Seorang komandan harus mengenal betul tentara dan kemampuannya dengan baik. Sebagai tambahan,
Ketika Jendral memandang pasukannya seperti anak-anaknya, mereka akan ikut maju dengannya ke lembah terdalam manapun. Ketika Ia memandang pasukannya sebagai anak kesayangannya, mereka akan rela mati dengannya. (ibid, 177)
Bab 11: Sembilan Medan
Ada sembilan jenis medan lainnya yang menjadi penentu keputusan Jendral, yaitu: dispersif (ketika penguasa feodal berada di tanah mereka sendiri), terang (ketika seorang komandan masuk hanya dalam jarak pendek ke wilayah musuh), kontroversial (di mana kedua belah pihak dapat memperoleh keuntungan), mudah dilalui (kedua belah pihak dapat dengan mudah bermanuver), fokus (medan berbatasan dengan sekutu potensial), berat (di mana seseorang dapat menyerang jauh ke dalam wilayah musuh), menjebak (medan dengan tantangan seperti rawa dan jurang), mengelilingi (medan dengan titik akses terbatas), dan fatal (dimana bisa terjadi penentuan akhir kemenangan atau kekalahan).
Bab 12: Serangan Pengacau
Sun-Tzu menjelaskan target-target berbeda bagi serangan pengacau: Sumber daya manusia, perbekalan, kereta pasokan, senjata, dan formasi.

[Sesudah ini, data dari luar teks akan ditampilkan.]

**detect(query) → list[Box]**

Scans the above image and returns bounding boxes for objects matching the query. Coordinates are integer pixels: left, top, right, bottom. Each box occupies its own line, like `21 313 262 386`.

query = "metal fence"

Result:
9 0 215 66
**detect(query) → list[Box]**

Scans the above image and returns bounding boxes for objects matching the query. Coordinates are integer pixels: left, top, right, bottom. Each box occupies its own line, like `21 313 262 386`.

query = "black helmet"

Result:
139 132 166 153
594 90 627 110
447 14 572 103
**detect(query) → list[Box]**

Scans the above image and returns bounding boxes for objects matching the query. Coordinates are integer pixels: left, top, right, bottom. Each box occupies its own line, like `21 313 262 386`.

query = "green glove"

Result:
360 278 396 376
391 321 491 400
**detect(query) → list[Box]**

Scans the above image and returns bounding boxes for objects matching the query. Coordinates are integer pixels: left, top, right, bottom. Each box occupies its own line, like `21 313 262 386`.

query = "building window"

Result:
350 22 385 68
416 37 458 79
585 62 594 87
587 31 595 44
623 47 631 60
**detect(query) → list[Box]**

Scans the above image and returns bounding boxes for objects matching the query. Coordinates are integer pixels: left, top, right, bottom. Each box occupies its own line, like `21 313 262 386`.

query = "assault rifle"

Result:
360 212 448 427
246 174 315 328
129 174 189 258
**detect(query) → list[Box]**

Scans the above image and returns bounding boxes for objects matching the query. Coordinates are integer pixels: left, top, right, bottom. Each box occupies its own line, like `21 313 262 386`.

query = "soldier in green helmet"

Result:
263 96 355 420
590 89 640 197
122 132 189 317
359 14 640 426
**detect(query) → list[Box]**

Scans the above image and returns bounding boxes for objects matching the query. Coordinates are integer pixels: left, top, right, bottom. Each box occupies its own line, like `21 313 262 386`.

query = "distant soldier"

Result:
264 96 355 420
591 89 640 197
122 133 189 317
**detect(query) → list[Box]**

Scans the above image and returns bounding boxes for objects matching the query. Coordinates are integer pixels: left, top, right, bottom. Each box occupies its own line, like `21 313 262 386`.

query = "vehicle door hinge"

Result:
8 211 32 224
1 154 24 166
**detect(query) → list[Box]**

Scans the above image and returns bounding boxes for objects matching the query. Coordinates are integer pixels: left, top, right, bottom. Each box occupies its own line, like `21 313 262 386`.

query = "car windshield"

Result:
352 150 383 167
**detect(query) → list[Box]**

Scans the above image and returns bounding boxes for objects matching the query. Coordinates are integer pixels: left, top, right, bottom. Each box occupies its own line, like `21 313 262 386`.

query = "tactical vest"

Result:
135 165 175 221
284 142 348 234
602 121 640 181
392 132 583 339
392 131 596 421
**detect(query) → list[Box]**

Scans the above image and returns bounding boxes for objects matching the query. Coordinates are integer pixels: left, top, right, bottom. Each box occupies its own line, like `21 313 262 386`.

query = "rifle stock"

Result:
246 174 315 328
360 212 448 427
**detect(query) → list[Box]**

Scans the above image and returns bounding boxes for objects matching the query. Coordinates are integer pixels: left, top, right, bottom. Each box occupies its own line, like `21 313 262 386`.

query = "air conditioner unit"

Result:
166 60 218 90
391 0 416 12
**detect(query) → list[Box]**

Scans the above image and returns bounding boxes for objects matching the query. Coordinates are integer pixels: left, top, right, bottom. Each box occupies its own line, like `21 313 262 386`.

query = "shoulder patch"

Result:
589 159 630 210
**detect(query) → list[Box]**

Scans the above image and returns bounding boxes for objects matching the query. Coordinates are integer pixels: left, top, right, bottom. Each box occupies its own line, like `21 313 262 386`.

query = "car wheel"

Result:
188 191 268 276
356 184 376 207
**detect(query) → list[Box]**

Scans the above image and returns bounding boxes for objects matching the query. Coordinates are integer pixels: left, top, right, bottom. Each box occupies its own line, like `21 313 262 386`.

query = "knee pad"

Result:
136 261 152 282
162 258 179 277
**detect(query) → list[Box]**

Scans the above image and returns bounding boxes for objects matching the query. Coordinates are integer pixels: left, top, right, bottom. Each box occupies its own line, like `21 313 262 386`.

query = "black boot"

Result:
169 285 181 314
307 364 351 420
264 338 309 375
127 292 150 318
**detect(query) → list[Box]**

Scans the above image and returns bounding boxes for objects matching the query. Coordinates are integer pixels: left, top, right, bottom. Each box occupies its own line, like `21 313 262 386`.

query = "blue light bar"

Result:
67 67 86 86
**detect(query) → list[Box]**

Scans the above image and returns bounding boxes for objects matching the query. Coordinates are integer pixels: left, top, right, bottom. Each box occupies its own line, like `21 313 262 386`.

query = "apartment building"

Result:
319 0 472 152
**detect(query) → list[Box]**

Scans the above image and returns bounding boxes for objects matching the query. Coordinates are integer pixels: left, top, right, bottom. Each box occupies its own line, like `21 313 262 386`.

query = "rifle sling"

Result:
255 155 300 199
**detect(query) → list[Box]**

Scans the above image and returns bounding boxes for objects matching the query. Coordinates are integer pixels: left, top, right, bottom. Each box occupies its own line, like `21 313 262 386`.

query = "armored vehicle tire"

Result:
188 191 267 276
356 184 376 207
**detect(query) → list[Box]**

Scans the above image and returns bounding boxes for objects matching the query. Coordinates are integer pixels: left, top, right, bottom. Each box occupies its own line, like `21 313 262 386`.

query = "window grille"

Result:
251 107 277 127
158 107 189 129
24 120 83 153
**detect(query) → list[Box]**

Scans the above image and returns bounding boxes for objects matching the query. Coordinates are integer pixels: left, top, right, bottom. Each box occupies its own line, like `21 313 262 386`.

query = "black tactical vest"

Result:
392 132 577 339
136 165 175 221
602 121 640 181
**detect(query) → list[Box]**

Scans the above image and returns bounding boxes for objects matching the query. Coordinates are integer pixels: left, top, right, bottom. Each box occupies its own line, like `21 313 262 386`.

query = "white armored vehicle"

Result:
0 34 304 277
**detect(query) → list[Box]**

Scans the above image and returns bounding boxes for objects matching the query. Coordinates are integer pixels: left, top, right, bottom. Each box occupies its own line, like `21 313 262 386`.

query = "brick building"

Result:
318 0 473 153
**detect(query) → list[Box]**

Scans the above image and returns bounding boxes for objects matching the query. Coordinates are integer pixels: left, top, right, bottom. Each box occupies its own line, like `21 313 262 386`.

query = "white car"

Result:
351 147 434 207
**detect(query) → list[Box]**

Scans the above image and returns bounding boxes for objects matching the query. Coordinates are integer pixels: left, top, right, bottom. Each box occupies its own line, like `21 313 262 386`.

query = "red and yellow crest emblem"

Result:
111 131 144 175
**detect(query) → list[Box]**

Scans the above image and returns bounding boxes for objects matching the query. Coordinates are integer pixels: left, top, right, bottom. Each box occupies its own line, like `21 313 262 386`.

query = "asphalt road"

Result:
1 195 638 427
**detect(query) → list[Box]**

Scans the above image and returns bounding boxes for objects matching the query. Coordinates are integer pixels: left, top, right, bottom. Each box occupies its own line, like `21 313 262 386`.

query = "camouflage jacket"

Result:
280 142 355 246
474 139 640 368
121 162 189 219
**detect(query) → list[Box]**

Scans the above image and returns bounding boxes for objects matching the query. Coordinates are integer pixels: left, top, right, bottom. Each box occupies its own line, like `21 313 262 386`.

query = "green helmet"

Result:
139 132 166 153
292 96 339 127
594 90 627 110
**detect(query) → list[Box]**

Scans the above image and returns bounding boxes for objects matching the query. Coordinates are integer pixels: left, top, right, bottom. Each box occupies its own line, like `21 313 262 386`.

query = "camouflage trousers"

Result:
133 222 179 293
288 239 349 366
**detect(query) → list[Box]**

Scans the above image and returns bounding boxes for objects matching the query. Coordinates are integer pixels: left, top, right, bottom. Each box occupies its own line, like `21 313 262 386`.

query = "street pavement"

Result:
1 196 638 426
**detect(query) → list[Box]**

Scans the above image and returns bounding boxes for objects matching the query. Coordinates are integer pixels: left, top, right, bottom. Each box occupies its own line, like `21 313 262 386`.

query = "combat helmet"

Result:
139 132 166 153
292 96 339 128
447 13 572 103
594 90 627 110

Sekali lagi, persiapan, waktu, dan kondisi cuaca semuanya harus dipertimbangkan untuk memaksimalkan efektivitas serangan.
Bab 13: Menggunakan Mata-mata
Dampak buruk perang terhadap penduduk lokal harus dipertimbangkan. Pentingnya mengenali musuh kembali ditekankan, hal ini bisa dicapai dengan menggunakan mata-mata. Ada beberapa jenis mata-mata yang bisa dipekerjakan: warga lokal, warga buangan, orang-orang berpangkat di pemerintahan musuh, agen ganda, dan prajurit yang kembali setelah melakukan tugas. Mata-mata harus diberikan penghargaan layak, menjadi mata-mata harus selalu waspada dan siap memata-matai diri sendiri, dan komandan yang baik dapat menggunakan mata-mata untuk mengecoh lawan.

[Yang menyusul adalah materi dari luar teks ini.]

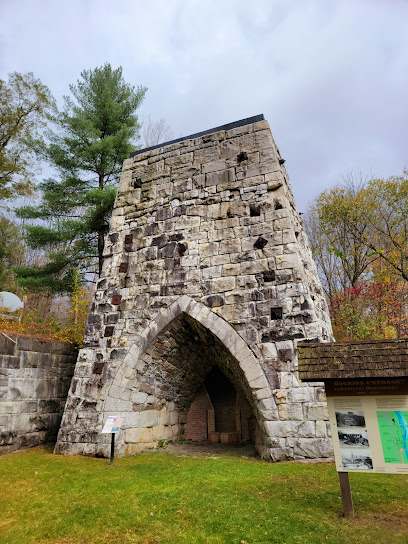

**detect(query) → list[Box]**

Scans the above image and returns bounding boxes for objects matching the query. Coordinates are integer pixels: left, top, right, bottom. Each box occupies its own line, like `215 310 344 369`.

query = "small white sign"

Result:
0 292 23 311
102 416 124 434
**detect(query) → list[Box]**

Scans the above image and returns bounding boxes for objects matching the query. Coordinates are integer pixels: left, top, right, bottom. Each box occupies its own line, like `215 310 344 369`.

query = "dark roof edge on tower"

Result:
130 114 265 158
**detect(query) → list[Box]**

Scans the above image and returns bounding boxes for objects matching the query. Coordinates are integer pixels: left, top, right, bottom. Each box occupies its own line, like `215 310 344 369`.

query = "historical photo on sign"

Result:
335 410 366 428
338 429 369 447
340 448 373 470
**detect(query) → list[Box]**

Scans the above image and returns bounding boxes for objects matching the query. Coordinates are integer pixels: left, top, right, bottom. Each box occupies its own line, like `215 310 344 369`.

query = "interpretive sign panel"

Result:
101 416 124 434
326 379 408 474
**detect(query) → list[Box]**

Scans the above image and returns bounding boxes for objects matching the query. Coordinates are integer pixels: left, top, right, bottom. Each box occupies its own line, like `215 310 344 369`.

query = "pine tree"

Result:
16 64 147 292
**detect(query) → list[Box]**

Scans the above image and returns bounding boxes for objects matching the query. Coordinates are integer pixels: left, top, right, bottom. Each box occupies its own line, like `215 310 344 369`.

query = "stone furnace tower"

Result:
56 115 333 461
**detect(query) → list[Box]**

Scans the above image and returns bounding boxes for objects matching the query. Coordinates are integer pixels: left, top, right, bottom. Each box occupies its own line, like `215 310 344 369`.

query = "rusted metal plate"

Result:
93 362 105 374
111 295 122 305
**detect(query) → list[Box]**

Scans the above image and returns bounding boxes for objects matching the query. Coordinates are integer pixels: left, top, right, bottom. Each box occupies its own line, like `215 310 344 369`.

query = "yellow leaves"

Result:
384 326 397 339
0 273 92 347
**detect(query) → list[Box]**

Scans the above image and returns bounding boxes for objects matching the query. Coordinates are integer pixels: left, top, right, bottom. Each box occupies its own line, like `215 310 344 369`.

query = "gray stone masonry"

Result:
0 332 76 453
56 118 334 461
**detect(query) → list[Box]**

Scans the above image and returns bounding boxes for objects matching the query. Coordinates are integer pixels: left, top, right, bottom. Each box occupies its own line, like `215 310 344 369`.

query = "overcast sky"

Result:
1 0 407 210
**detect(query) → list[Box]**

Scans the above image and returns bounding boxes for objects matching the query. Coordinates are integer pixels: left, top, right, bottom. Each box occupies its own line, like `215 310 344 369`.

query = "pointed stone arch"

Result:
102 295 278 457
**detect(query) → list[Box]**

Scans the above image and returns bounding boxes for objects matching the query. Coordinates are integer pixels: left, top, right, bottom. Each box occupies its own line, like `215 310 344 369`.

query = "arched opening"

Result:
125 312 258 450
101 296 276 457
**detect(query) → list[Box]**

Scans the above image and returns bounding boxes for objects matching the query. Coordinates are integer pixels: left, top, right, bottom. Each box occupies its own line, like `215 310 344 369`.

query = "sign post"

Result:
101 416 124 465
298 339 408 519
338 472 354 518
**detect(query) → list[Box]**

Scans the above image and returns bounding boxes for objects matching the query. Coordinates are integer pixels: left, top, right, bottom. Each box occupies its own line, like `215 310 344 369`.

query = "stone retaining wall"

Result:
0 332 77 453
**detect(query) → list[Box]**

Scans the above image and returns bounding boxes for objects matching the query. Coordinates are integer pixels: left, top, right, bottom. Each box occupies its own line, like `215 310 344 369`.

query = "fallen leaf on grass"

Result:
176 510 183 514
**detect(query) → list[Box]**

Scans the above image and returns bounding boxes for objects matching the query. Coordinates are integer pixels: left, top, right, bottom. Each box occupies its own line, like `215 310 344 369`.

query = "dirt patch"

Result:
163 440 258 458
352 510 408 531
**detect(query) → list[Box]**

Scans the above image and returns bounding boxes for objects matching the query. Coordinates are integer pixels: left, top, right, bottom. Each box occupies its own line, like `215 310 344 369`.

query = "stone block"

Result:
125 427 153 443
210 277 236 293
258 396 276 412
273 389 287 404
278 403 303 421
303 402 329 421
202 159 226 173
0 402 18 415
287 387 313 403
158 410 170 426
254 387 272 400
221 263 240 276
263 420 282 436
248 375 269 390
152 425 167 441
202 265 222 280
315 420 327 438
139 410 159 428
278 372 294 389
244 364 264 383
276 253 300 269
199 242 219 258
293 438 333 459
218 239 241 255
259 342 278 359
104 397 129 412
293 421 316 438
211 254 230 266
124 412 140 427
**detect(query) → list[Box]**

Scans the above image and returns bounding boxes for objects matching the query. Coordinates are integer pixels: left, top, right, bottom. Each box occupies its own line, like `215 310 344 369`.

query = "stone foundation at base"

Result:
55 116 334 461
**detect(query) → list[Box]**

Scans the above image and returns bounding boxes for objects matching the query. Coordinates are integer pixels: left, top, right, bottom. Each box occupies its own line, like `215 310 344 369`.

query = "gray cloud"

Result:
1 0 407 209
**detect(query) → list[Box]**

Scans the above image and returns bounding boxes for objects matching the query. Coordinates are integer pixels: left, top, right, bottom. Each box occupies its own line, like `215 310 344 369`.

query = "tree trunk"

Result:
98 229 104 277
98 174 105 277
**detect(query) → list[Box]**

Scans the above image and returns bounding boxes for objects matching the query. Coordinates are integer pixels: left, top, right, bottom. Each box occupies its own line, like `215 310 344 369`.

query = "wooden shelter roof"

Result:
297 338 408 381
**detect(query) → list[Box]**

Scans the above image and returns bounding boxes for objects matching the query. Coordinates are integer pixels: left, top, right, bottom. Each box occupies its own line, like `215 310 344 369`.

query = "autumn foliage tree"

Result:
329 281 408 341
306 170 408 341
0 72 55 200
314 171 408 283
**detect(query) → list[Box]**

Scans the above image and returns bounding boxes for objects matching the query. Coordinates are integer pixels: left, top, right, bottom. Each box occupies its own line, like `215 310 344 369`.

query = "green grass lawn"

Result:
0 446 407 544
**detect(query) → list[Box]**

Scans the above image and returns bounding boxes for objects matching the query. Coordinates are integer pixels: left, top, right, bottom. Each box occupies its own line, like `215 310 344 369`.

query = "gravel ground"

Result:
163 440 258 458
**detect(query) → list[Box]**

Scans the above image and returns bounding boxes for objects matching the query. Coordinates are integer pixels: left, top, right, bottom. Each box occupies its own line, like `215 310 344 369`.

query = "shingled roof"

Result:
297 338 408 381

Umumnya, untuk menghabisi tentara, menyerang kota-kota, dan membunuh orang-orang, Anda pertama-tama harus tahu nama komandan pertahanan, asistennya, staff, penjaga pintu, dan pelayannya. Anda harus meminta para mata-mata untuk mencari tahu dan mempelajari semuanya. (ibid, 186)
Warisan
Pengaruh Seni Berperang tidak hanya menyentuh karya-karya asal Tiongkok masa Zaman Negara-negara Berperang dimana buku strategi perang menjadi sangat populer sampai para opsir menghafalnya di luar kepala, pengaruhnya turun temurun sampai pada penulis-penulis dan komandan-komandan. Komandan Jepang abad pertengahan berkonsultasi dengan buku ini, Napoleon dikabarkan menggunakan banyak prinsip yang diuraikan dalam buku ini, dan pemimpin Tiongkok, Mao Zedong, adalah penggemar berat karya tersebut, Ia bahkan mengatakan buku ini adalah faktor penting kemenangannya atas Chiang Kai-shek di perang sipil di pertengahan abad ke-20 M. Ho Chi Minh juga menerapkan banyak prinsip Sun Tzu selama Perang Vietnam di akhir abad yang sama. Sebagai risalah militer paling terkenal dalam sejarah Asia, popularitas karya ini abadi dan sering direkomendasikan sebagai bacaan penting dalam kurikulum di seluruh dunia untuk kursus sejarah dan ilmu politik.